Obscurity did not bring peace, however. The bitter and bloody religious struggle that began in Mary's short reign reached its climax in the 17th century. First, the National Covenant was signed at Greyfriars in 1638, then Cromwell occupied the city in 1650, and in the same year Montrose was executed. Meanwhile, witches continued to be burned on the castle esplanade and over 100 Covenanters were martyred in the Grassmarket.
At the beginning of the following century Edinburgh fared little better. Charles II had rebuilt Holyrood Palace during the Restoration but this proved a false dawn. With the Act of Union of 1707 the city became even less important as a capital. Then came an almost surreal moment, in 1745, with the Jacobite Rebellion, when the Young Pretender held court at Holyrood following his victory at Prestonpans, while the castle remained in government hands.
Towards the end of the 18th century the city's fortunes suddenly changed for the better with the florescence of the Arts and Sciences during the Scottish Enlightenment. Adam Smith, David Hume, Goldsmith, Sir Walter Scott, Robert Louis Stevenson and Allan Ramsay are only a few of the many prominent and brilliant names to feature during the 18th and 19th centuries. Also at this time, the city began to spread outside the confines of its cramped Castle Rock tenements. With the bridging of the Cowgate, building spread southwards beyond the Flodden Wall. Here are some information about philosophy in the Scottish Enlightenment
More significantly, the city extended northwards over the next 70 years or so with the building of the most distinguished and extensive area of Georgian architecture in Britain. Two of the most noteworthy landmark events of this period happened in 1818 and 1822. In 1818, Sir Walter Scott instigated a search of the castle for the Scottish regalia, which had been forgotten since 1707. Then, in 1822, he organized the highly successful visit by George IV, the first royal visitor for over a century. The royal visit not only breathed life back into Holyrood Palace, but also revived a feeling of national pride and brought to an end the prevailing mood of despair which had engulfed the nation after defeat at Culloden.
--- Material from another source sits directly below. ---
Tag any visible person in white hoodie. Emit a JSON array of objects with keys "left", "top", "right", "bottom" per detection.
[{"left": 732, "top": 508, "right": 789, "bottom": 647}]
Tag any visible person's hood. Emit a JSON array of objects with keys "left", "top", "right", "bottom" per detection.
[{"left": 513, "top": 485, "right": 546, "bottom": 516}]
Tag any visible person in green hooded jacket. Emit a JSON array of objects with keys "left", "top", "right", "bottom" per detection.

The Industrial Revolution was to affect Edinburgh less than any other city in Britain and it remained essentially professional rather than an industrial. But, though 20th-century development on the whole left the best areas of old and Georgian Edinburgh untouched, the city underwent massive urban expansion, swallowing up many smaller burghs, including the port of Leith.
Since the second world war Scotland's capital city has gained international recognition as the home of the Edinburgh International Festival, and now, at the beginning of the new millenium, is set to take its place on the European political stage with the building of the new Scottish Parliament.